Unless Jackson believes that nearly every single thing the Beatles ever did is worth seeing (and he might), the tacit suggestion here is that crisp, beautiful things must emerge from sloppy tedium. Or maybe it’s that serious art can — and should? — be goofballed into existence. Either way, collaborative creation required patience, good humor and a sort of disciplined openness for these Beatles.
Much fuss has already been made online over an early scene in which Mccartney appears to stretch his mind open and snatch the song “Get Back” out of thin air, even though he’s long described his songwriting process as an outside frequency he’s suddenly able to tap into. And yes, it’s exciting to see the tune materialize beneath his fingertips so quickly, but are people really that surprised to learn that pop songs aren’t written at big oak desks with quill pens over snifters of cognac? Like life, songs just happen.
It’s a shame Jackson doesn’t trust us to pick up on the potency of that moment. As Mccartney begins hashing out “Get Back” on his bass, yellow letters appear on screen: “What is about to emerge will become the Beatles’ next single.” Oooh. There are other tiny drabs of reality television pseudodrama, too. Harrison quits the band for a few days at the end of Act 1, but returns early in Act 2. Tangentially, a chat between Lennon and Mccartney, recorded by a microphone hidden in a flowerpot, captures Mccartney envisioning the band’s distant future: “Probably, when we’re all very old, we’ll all agree with each other, and I think we’ll all sing together.”

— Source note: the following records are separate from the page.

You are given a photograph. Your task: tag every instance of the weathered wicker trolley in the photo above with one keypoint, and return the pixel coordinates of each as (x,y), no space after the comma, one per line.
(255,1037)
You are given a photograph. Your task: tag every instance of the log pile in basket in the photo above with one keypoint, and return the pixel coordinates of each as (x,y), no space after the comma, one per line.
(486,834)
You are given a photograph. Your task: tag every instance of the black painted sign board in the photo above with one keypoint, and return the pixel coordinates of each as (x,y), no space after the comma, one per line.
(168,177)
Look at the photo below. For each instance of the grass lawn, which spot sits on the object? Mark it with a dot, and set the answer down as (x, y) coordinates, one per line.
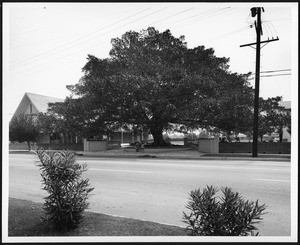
(24, 219)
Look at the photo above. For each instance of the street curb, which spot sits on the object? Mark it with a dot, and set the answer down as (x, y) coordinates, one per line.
(236, 158)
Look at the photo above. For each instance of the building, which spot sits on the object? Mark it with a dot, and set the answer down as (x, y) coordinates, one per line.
(286, 137)
(34, 104)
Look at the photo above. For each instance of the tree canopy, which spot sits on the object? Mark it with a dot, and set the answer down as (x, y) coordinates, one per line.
(153, 80)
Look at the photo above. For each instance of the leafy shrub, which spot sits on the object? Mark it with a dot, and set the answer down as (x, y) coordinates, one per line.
(228, 215)
(68, 193)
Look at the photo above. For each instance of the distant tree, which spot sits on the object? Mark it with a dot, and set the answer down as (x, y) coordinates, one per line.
(24, 128)
(152, 81)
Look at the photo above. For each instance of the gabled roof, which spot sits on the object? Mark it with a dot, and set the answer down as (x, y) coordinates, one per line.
(285, 104)
(41, 102)
(38, 102)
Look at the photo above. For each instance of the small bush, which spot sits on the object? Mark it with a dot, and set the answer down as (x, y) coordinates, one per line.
(228, 215)
(68, 193)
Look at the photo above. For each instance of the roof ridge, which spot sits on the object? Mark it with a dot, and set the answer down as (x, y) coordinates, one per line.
(28, 93)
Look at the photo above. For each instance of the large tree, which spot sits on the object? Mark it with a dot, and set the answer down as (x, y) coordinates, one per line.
(153, 80)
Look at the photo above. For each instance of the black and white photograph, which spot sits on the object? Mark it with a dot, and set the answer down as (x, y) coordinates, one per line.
(149, 122)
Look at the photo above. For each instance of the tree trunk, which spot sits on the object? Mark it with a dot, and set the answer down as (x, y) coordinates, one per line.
(158, 137)
(28, 143)
(280, 134)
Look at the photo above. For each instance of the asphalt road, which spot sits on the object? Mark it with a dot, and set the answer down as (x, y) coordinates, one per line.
(157, 190)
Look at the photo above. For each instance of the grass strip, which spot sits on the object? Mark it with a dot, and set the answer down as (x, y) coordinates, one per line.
(24, 219)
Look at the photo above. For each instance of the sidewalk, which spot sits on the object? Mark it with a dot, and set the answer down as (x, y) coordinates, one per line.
(183, 153)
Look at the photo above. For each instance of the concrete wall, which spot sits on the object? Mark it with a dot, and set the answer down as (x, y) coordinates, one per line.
(262, 147)
(43, 139)
(209, 145)
(94, 145)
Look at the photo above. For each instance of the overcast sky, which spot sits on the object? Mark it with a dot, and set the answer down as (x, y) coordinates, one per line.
(46, 44)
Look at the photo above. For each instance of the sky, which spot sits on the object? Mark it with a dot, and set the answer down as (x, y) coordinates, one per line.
(46, 44)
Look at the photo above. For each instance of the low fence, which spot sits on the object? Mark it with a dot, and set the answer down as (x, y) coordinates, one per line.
(262, 147)
(62, 146)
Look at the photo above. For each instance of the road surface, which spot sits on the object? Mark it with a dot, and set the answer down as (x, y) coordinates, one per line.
(157, 190)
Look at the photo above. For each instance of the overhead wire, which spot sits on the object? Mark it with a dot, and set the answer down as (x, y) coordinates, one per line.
(84, 36)
(29, 62)
(98, 43)
(95, 37)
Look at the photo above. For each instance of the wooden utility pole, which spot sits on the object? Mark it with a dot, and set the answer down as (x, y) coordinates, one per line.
(257, 11)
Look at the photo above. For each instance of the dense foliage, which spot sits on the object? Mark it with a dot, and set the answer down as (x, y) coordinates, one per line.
(68, 193)
(228, 215)
(152, 81)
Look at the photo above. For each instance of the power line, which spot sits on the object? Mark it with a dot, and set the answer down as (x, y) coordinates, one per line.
(95, 37)
(90, 46)
(275, 71)
(228, 34)
(276, 75)
(63, 45)
(171, 16)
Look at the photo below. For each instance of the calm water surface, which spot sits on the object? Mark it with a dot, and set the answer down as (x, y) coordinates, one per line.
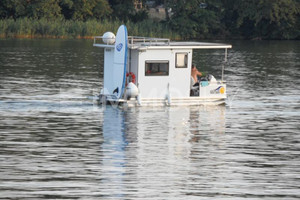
(55, 143)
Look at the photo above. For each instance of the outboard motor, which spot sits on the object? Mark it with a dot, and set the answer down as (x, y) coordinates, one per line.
(131, 91)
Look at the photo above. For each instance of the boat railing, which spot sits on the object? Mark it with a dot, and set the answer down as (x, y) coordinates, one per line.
(132, 40)
(135, 40)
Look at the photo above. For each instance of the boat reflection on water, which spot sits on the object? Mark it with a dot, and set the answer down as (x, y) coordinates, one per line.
(152, 151)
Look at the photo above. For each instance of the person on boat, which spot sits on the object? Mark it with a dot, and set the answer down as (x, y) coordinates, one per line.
(194, 75)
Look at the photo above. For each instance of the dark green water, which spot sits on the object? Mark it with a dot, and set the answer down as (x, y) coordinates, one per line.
(55, 143)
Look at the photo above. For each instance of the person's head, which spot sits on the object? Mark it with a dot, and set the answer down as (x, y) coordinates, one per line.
(193, 66)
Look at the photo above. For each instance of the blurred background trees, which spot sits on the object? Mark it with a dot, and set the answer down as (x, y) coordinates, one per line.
(191, 19)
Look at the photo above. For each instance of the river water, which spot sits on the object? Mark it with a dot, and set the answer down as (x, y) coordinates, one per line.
(55, 143)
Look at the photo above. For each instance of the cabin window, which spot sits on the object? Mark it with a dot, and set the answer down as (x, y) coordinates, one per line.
(157, 68)
(181, 60)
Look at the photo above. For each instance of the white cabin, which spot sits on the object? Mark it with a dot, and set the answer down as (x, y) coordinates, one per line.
(162, 73)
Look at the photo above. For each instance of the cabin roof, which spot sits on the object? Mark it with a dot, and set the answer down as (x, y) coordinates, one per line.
(144, 43)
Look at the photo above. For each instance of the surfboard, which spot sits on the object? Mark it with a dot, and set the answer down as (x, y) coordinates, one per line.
(120, 62)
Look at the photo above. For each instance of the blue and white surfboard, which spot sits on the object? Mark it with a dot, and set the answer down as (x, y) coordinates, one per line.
(120, 62)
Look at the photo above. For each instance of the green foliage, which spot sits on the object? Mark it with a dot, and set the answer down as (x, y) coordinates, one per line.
(60, 28)
(185, 19)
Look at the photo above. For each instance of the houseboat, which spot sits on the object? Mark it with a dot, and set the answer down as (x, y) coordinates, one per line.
(142, 71)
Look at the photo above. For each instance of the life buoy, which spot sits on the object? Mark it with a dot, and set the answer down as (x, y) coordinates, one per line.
(131, 77)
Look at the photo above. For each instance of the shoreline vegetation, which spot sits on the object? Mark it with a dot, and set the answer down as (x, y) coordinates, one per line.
(75, 29)
(176, 20)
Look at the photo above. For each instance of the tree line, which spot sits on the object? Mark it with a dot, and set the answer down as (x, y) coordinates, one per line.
(190, 19)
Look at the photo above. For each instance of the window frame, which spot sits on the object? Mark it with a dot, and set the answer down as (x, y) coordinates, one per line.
(157, 62)
(185, 60)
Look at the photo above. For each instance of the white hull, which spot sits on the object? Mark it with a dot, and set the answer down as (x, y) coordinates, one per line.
(192, 101)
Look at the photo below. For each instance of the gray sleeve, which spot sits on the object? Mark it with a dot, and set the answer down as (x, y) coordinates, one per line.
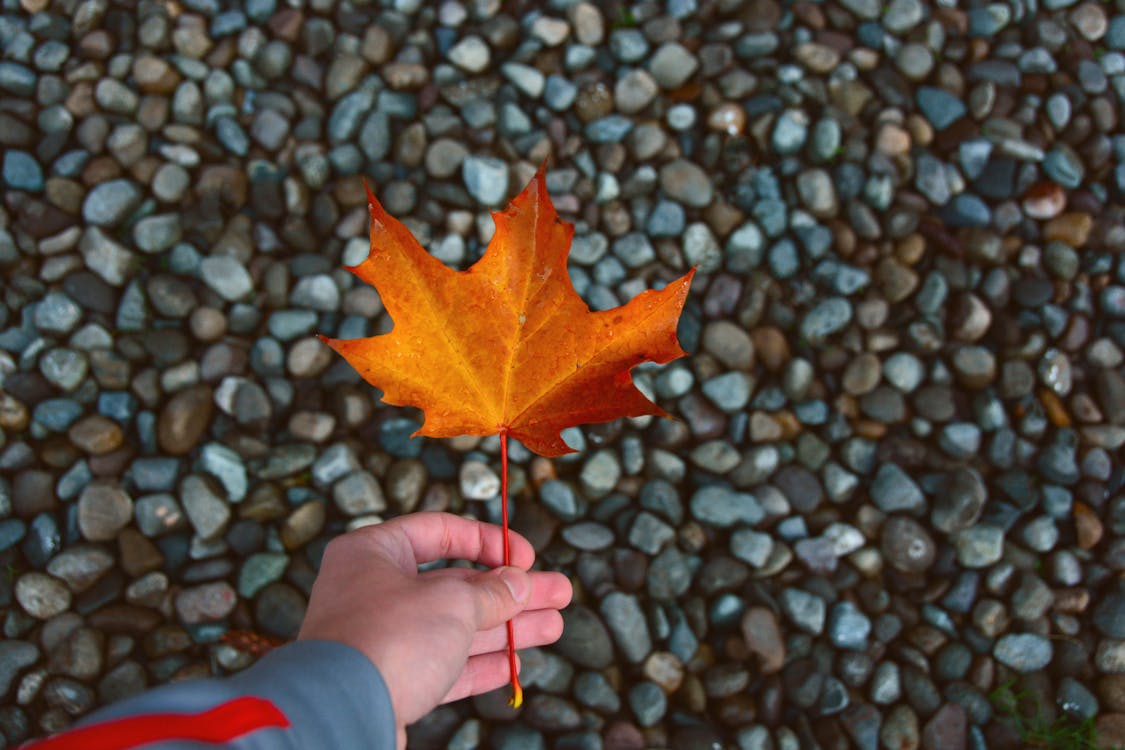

Which brings us back to those fajitas, now silent and room-temperature. When Mccartney foresees his bandmates “very old,” we need not mourn the 21st-century Beatles reunion album that nobody gets to hear. The music these four managed to record between 1962 and 1970 is enough to sustain a lifetime of enjoyment, easy. But there’s also an entire world of new music being made at this very moment, and it’s already passing us by. Yes, we have to make room for the past and the present to coexist in our listening lives — but if we’re more excited about spending eight hours flyon-the-walling with the Beatles than opening our ears to what this world currently sounds like, imagine what we’ll be grieving another 50 years from now.